Beloved American prize wizard Bob Barker used to give us a daily reminder to spay and neuter our pets but, if this latest trend hits the mainstream, we should probably just start sterilizing all humans. A glittered dog scrotum. That’s where we’re at as a society. We’re so far up Maslow’s pyramid that we’re not even dipping our own nutsacks in glitter. We’ve moved on to our dogs. How far removed from the threat of starving to death to do you have to be to pay to have someone do this? This is the type of thing that’s so unnecessarily extravagant that when the working class sees it they start getting an urge to cut off the heads of the rich.
We, as a species, need a new predator. We’ve been at the top of the food chain for too long. Somebody hurry up and invent, then piss off, artificial intelligence. Humans have become the animal kingdom equivalent of a foppish, ridiculously bewigged French noble whose diet is mostly foie gras and whose hobbies include pretending to be poor and… decorating his poodle’s balls. There’s actually absolutely nothing more foppish and French than glittering a poodle’s balls.
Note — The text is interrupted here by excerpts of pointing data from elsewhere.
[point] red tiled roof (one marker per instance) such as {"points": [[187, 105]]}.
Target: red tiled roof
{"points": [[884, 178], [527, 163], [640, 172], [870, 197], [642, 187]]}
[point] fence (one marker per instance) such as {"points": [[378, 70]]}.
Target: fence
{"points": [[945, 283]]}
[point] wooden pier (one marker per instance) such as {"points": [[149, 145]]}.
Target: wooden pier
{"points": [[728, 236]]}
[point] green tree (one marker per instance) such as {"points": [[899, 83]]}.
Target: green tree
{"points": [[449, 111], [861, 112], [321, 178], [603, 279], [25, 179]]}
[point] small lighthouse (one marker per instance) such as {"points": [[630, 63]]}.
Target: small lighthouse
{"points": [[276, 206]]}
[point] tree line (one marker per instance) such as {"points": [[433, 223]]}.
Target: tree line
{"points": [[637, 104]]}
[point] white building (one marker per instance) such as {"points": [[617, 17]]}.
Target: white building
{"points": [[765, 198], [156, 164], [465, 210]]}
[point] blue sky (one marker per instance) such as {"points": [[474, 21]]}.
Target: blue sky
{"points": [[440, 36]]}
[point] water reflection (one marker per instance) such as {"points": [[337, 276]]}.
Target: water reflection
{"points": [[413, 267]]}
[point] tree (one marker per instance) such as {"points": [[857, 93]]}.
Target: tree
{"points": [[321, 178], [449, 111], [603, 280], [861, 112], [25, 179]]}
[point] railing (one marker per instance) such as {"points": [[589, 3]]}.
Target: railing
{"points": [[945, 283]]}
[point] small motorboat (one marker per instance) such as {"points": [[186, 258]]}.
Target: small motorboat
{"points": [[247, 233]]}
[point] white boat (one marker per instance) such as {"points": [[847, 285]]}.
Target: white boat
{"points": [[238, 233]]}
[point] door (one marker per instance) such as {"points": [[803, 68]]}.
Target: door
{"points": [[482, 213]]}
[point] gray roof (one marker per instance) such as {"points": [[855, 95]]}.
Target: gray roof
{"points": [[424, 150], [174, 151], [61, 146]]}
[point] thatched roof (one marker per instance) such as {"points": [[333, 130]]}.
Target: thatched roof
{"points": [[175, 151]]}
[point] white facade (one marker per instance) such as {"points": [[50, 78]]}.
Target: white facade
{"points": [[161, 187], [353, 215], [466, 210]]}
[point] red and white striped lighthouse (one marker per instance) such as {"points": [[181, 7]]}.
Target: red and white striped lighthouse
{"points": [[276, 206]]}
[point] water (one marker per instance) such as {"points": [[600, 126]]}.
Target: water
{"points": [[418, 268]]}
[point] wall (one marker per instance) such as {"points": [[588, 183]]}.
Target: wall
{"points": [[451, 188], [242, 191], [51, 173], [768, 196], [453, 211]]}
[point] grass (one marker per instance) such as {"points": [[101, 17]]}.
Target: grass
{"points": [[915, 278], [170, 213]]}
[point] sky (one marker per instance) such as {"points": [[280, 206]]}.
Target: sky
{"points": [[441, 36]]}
The “trend” first hit wide public awareness after being shared on the Royal Paws Pet Salon Facebook page. The North Carolina pet salon, however, is not a purveyor of sparkling dog balls. They posted the pictures for entertainment purposes only and assured their customers that they would absolutely not be partaking in testicular bedazzlement.
Some people have called the scrotal decoration animal cruelty but you can at least be satisfied in knowing that the only thing being hurt is these dogs’ pride. The glitter, which is edible, is applied to the dog scrotums with corn syrup (so, sugar). It’s not dangerous for the dogs, who’ve licked far worse things than their own balls and sugar.
Is this really how we’re repaying dogs for being the best?